The New York Times reviews The Followers by Rebecca Wait:
The English moors: Is there a setting more symbolic of isolation and despair? They provide the atmospheric backdrop for many gloomy classics, from “Wuthering Heights” to “The Hound of the Baskervilles.” Cults are also bleak and despairing: Few mind-sets are as terrifying as that of a cloistered zealot who abandons nuance to weigh life on a simple scale of right or wrong. So combine the two — situate a cult on the English moors, as Rebecca Wait does in her novel “The Followers” — and its characters will seem doubly wretched, the stark landscape symbolizing their wind-swept minds. (Julia Scheeres)
The Independent has a curious list of songs not in 4/4 Time:
Wuthering Heights, Kate Bush. All sorts of disputes about the time signature of this one. Bits of it in 4/4 (or 8/8 said Gordon Hudson) but also 3/4 and 2/4 in the chorus.
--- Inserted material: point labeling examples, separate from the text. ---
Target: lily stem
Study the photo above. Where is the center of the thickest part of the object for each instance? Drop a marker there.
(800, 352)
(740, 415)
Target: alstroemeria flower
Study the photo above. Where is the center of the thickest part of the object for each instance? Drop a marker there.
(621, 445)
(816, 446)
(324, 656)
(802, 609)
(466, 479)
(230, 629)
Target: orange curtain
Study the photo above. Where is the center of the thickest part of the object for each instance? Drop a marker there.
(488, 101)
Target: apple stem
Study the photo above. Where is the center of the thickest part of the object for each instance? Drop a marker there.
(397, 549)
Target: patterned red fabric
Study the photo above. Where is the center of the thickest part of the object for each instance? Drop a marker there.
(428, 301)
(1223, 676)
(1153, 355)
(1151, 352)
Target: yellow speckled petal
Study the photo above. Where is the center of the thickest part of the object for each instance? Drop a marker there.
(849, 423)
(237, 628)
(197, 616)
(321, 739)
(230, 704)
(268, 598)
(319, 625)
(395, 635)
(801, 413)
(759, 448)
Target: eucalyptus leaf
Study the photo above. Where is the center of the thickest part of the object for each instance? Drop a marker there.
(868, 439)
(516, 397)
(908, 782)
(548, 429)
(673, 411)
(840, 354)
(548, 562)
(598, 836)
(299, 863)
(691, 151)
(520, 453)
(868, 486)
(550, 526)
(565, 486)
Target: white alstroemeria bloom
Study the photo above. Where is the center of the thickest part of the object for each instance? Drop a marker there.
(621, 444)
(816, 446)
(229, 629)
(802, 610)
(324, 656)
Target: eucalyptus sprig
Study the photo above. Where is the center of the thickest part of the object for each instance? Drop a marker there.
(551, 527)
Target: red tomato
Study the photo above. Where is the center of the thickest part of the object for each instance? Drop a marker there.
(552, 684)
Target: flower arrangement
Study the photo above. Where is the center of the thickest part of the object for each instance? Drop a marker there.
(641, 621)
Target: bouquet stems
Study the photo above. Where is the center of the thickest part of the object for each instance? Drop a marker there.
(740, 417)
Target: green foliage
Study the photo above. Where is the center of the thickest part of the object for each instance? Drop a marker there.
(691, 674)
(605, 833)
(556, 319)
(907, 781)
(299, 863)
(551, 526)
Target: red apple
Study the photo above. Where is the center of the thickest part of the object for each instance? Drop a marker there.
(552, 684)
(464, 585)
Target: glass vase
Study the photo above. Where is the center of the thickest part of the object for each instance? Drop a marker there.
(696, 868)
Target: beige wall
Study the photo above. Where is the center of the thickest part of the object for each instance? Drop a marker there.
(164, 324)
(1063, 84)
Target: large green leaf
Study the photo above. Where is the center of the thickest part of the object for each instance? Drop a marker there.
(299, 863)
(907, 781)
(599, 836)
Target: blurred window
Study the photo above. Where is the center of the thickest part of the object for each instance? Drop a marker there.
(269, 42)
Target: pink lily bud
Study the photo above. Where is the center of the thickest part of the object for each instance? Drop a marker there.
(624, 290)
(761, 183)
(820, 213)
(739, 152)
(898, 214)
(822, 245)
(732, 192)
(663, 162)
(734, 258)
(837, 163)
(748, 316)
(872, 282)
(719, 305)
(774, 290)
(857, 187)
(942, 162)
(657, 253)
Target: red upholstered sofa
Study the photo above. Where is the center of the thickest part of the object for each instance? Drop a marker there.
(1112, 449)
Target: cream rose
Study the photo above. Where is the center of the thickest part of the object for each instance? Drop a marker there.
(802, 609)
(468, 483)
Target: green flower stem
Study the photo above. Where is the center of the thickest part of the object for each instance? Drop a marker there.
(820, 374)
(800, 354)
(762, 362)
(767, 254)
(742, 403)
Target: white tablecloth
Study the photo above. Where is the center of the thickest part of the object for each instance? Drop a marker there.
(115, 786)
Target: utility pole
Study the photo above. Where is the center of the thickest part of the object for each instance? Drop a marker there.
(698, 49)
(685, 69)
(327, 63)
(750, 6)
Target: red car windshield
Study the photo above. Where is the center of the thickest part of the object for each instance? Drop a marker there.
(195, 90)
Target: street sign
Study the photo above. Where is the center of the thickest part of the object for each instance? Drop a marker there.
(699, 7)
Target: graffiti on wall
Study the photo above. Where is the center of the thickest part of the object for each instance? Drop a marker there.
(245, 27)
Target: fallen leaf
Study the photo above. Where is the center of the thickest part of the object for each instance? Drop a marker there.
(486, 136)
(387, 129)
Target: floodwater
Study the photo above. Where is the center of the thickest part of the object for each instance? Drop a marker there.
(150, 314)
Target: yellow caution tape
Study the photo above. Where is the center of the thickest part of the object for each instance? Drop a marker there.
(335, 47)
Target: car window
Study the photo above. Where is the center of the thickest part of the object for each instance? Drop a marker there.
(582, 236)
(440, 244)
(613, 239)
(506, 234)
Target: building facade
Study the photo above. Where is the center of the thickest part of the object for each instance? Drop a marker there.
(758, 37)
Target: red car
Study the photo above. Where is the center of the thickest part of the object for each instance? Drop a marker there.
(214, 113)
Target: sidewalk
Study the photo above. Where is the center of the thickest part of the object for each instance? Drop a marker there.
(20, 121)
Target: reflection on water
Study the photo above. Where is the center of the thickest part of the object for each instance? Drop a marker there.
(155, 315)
From Ian Moss again. (John Rentoul)
El Popular (México) interviews the writer Jaime Mesa:
Esta noción del narrador distante al tema no es nueva. Al menos yo la aprendí de una de las obras más notables de la literatura: Cumbres borrascosas. Ahí, grandes temas como la pasión, el amor, el duelo, el sufrimiento, son contados por un espíritu gris y mediocre, que tiene curiosidad, sí, pero que parecería que nunca ha amado, que no entiende por qué los protagonistas hacen lo que hacen. Esa paradoja, esa contradicción, ese enfrentamiento de visiones me interesa mucho porque me devuelve al asombro.  (José Luis Prado) (Translation)
Granada Hoy (Spain) interviews Paul Auster:
Dedica 4321 a su esposa Siri Hustvedt, una escritora cada vez más apreciada en Europa, pero cuando se habla de sus influencias casi nunca se citan autoras. ¿Con cuáles se siente en deuda? (Charo Ramos)
-Emily Dickinson es mi poeta favorita de todos los tiempos y la leo con pasión desde el instituto; también me gusta mucho la poeta rusa Marina Tsvietáieva. Cumbres borrascosas de Emily Brontë es una obra maestra a la que vuelvo con frecuencia. (Translation)
San Gabriel Valley Tribune talks about the recent John Williams: Maestro of the Movies concerts at the Hollywood Bowl which included 'Cathy's Theme' from the Wuthering Heights 1939 soundtrack by Alfred Newman. Magia w każdym dniu (in Polish) reviews Villette. The Brussels Brontë Blog explores the Lake District links with the Brontës.